Upgrading New York City’s sewer system to “deal with regularly-occurring large rain events is estimated to cost around $100 billion,” the law notes. But climate change is merely an excuse to get others to pay for upgrading infrastructure that New York politicians have failed to maintain because they divert so much money to welfare payments and fat public-worker pay and benefits.

Given a recent confession that this “Climate Superfund,” too, is the product of the Rockefeller family’s lobbying campaign, it seemed a good time to trundle through the litany of (known) past feats in the oil heirs’ obsession.

By the Spring of 2016, the New York Times and Wall Street Journal were reporting that the Rockefellers were behind a campaign by progressive attorneys general targeting traditional energy companies, particularly ExxonMobil (from which the Rockefeller fortune flowed—and no doubt endless social embarrassment endured at all of the best parties). 

According to the Times, the family’s reach extended to the formative 2012 meeting in La Jolla, which famously arrivedon the strategy of seeking “a single sympathetic state attorney general [who] might have substantial success in bringing key internal documents to light”, or that “even grand juries convened by a district attorney could result in significant document discover.”

And recruiting they went. And by late 2015, the daughter of Rockefeller Family Fund head Lee Wasserman excitedly tweeted out congratulations to her father for… the New York Attorney General launching a Martin Act investigation of Exxon.

Revelations ensued, but only thanks to persistent use of public records laws. Then, almost precisely a year ago, GAO and New York attorney Francis Mention pulled the curtain back on the written details of these machinations. Records now reveal that the entire campaign was drawn up by the Rockefeller team and their outside activists and lawyers, all the way down to writing the Martin Act memo and explanation of how—and why—they thought law enforcement should subpoena their White Whale’s records.

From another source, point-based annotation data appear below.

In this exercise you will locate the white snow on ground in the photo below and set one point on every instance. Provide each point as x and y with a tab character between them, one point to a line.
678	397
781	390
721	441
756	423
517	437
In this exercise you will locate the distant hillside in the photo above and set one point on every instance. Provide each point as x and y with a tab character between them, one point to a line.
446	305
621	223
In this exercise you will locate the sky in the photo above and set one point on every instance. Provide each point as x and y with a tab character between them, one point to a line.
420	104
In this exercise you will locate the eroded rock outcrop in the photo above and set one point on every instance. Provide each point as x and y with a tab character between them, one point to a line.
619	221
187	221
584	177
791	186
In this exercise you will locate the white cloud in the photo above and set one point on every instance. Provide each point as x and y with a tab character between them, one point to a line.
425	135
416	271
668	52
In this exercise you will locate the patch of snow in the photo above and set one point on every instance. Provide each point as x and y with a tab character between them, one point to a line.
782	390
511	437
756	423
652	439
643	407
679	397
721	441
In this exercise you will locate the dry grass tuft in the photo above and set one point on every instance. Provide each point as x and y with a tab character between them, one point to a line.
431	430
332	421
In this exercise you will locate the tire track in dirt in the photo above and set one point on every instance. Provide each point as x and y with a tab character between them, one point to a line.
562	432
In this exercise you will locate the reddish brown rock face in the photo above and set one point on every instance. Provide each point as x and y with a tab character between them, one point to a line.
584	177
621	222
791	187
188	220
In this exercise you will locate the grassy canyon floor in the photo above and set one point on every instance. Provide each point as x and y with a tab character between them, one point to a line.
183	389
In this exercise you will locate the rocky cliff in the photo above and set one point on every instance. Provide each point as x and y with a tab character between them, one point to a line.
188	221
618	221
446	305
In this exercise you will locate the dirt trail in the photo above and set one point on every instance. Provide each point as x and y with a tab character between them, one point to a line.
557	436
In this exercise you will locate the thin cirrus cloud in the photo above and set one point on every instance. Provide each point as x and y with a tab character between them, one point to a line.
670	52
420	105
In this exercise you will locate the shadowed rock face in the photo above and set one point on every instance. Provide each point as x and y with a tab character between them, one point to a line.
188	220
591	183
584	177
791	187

And earlier this past year, “the Wall Street Journal Review section featured a long profile reaffirming the obsessive campaign by late-generation Rockefeller family members against ExxonMobil, the company that not only cruelly subjected them and their predecessor generations of Rockefellers to a lifestyle bubble-wrapped in inherited wealth but also led the way in imposing the horrors of affordable automobility and safety from the elements on billions more. As the otherwise supportive piece suggests, the guilt often triggered by such unearned wealth can provide the sort of drive that helps give lives meaning.”

We now know that the memo behind the Vermont and now New York Climate Superfunds was also “drafted at the request of the Rockefeller Family Fund,” further evidence still that a class of wealthy heirs are behind the push to make ordinary citizens pay for the Climate Industry’s expansive wish list of government gimmes. 

Nothing like the wealthy and privileged sticking it to everyone else. CLW looks forward to even more revelations to come.